Originally posted 18 February 2026
The NDIA is missing a critical part of the support system for people with disability — carer support. The NDIS currently focuses on the participant: their needs, their goals, their quality of life. But the reality is that much of that support is held together by parents and carers.
Which is why parent mental health must be treated as essential infrastructure within every NDIS plan — not an optional extra, but a core support for the person carrying the load.
There’s a story in the news about a family in Perth.
It’s devastating.
But before it becomes debate or political commentary, there’s something more important to acknowledge:
Caring for a child with severe disability is relentless.
Not just hard. Relentless.
It is love, yes. Fierce love.
But it is also exhaustion that never fully lifts.
Decision-making that never switches off.
Responsibility that never transfers.
You worry about everything.
Your child. Your other children. Money. Your health. What happens if you get sick. What happens when you’re gone.
Extended family don’t always understand. Friends drift. Systems are complex.
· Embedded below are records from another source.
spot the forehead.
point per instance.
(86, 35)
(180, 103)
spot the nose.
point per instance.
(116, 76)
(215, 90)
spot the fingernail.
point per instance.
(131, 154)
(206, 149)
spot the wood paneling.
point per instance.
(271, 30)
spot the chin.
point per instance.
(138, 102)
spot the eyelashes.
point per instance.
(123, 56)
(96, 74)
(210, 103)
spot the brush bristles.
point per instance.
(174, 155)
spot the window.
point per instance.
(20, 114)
Support is fragile — tied to approvals, reassessments, funding cycles, reviews, documentation.
And paperwork. So much paperwork.
And when support reduces — even slightly — the pressure doesn’t reduce with it.
It compounds.
The Invisible Infrastructure
NDIS plans focus on the person with disability — and quite rightly so.
But the stability of the entire family rests on the mental health and executive capacity of the parents.
That capacity is infrastructure.
When carers burn out, systems destabilise.
Carer burnout isn’t weakness.
It is sustained cognitive overload over years of pressure.
Living in a state of near-crisis means even simple tasks become barriers:
- breaking complex decisions into steps
- gathering reports and evidence
- filling in long, technical forms
- preparing for reviews and appeals
- prioritising when everything feels urgent
- advocating at Centrelink, health services, or schools
When fatigue is chronic, executive function drops.
And yet expectations remain high.
Real Support Is More Than Respite
Real support is not a quick phone call or someone to load the dishwasher.
Carers need:
- psychological support
- structured counselling
- coaching to reduce cognitive overload
- practical scaffolding
- funded advocacy
- consistent community
Many carer groups are underfunded and rely heavily on volunteers.
Respite can be inconsistent.
Mental health support for parents is often not approved.
Yet the entire family’s stability depends on them functioning well.
Employers Have a Role Too
Many employers know which members of their team are carers.
Support cannot be reduced to a wellbeing email.
It looks like:
- realistic workloads
- protected flexibility
- counselling access
- understanding that executive capacity fluctuates under chronic stress
- recognising that community is not optional
Carers are not asking for sympathy.
They are asking for systems that recognise the structural weight they carry.
Widen the Lens
If you work with families like this, widen the lens.
If you influence policy, put parents in the plan.
If you lead people, understand that real support reduces cognitive load — it does not add to it.
And if you are a parent in that position:
You are not failing.
You are carrying more than most people can comprehend.
You deserve support that feels solid — not symbolic.
The Bottom Line
Parents and Carers are carrying the weight of disability support.
Without them, the entire disability model collapses.
Burnout is not an emotional issue.
It’s a systems design failure.
If policy excludes parents from the plan, if employers ignore workload reality, if funding only supports the person with disability and not the adult holding everything together —
We are building fragility into the system.
Real reform starts with strengthening the people doing the carrying.